# Implementing a Model

Models are broadly defined as classes that represent a specific architecture, such as `ResNet18`. Unlike components, they are generally not as flexible in terms of input arguments, and it should be possible to pass them directly to applications. Models are designed to be easy to use and require minimal configuration to get started. They are also designed to be easily extensible, so that you can add new features without having to modify the existing code.

## What Should Be Implemented as a Model?

The first step is to ensure that what you want to implement is actually a model.
Most models are composed of a few named components (for example, `ConvolutionalNeuralNetwork`), and generally intended as a complete transformation from input to output for a given task.

Most models are standard neural networks with exact architectures (like `ResNet50`), but models can also be more general architectures (like a `RecurrentModel`). 

Unlike components, models generally have a rigid structure. It is not expected that
the number of blocks or the sizes of the layers can be defined in the input arguments. However, if possible, the input and output shapes should be flexible.

Examples of models are `ViT`, `CycleGANGenerator`, `ResNet`, `RecurrentModel`.

## What Should a Model Contain?

Generally, a model should define an `.__init__()` method that takes all the necessary arguments to define the model and a `.forward()` method that defines the forward pass of the model.

Optimally, a model should have a forward pass as simple as possible. A fully sequential forward pass is optimal.
This is because any hard-coded structure in the forward pass limits the flexibility of the model.

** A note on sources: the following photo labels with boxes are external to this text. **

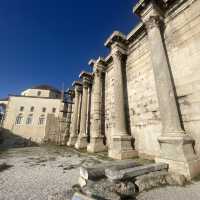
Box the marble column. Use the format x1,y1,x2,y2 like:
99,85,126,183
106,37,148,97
75,72,92,149
87,58,106,153
67,81,82,146
134,1,200,179
64,89,74,145
105,32,138,159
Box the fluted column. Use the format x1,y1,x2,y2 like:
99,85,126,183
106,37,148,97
64,89,74,145
87,58,106,153
135,1,200,178
67,81,82,146
75,72,91,149
106,32,138,159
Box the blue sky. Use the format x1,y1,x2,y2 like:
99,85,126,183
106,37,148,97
0,0,137,98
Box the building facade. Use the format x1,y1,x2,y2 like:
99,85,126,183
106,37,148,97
47,0,200,178
3,85,64,143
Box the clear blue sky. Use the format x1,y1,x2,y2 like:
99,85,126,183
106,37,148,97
0,0,137,98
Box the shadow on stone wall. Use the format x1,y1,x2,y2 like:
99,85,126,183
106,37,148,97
0,128,38,149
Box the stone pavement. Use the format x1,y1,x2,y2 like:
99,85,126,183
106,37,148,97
137,181,200,200
0,147,200,200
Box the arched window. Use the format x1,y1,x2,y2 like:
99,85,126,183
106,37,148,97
30,106,34,112
20,106,24,112
15,114,23,124
37,91,41,97
38,115,45,125
26,114,33,124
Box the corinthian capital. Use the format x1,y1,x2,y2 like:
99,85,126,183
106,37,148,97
88,57,106,75
144,16,161,31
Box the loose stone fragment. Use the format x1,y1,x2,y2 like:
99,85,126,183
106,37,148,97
72,193,95,200
105,163,168,181
80,160,139,180
135,171,169,192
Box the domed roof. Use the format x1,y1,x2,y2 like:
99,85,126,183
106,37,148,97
31,84,61,93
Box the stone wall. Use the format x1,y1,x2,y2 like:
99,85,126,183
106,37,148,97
126,33,161,156
105,62,115,148
165,0,200,154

For example, if the forward pass is defined as `self.conv1(x) + self.conv2(x)`, then it is not possible to replace `self.conv1` and `self.conv2` with a single `self.conv` without modifying the model.

Moreover, the model architecture should in almost all cases be defined purely out of components and operations. Try to limit direct calls to `torch.nn` modules and `blocks`. This is because the `torch.nn` modules are not as flexible as the Deeplay components and operations. If components do not exist for the desired architecture, then it is a good idea to create a new component and add it to the `components` folder.

## Implementing a Model

Here, you'll see the steps you should follow to implement a model in Deeplay. You'll do this implementing the `ResNet18` model.

### 1. Create a New File

The first step is to create a new file in the `deeplay/models` directory. It
can be in a deeper subdirectory if it makes sense.

**The base class.** 
Models generally don't have a fixed base class. Sometimes it makes sense to subclass an existing model, but it is not necessary. It is in some cases possible to subclass a component, if the model is simply that component with some additional layers or with an exact architecture. If neither are applicable, use `DeeplayModule` as the base class.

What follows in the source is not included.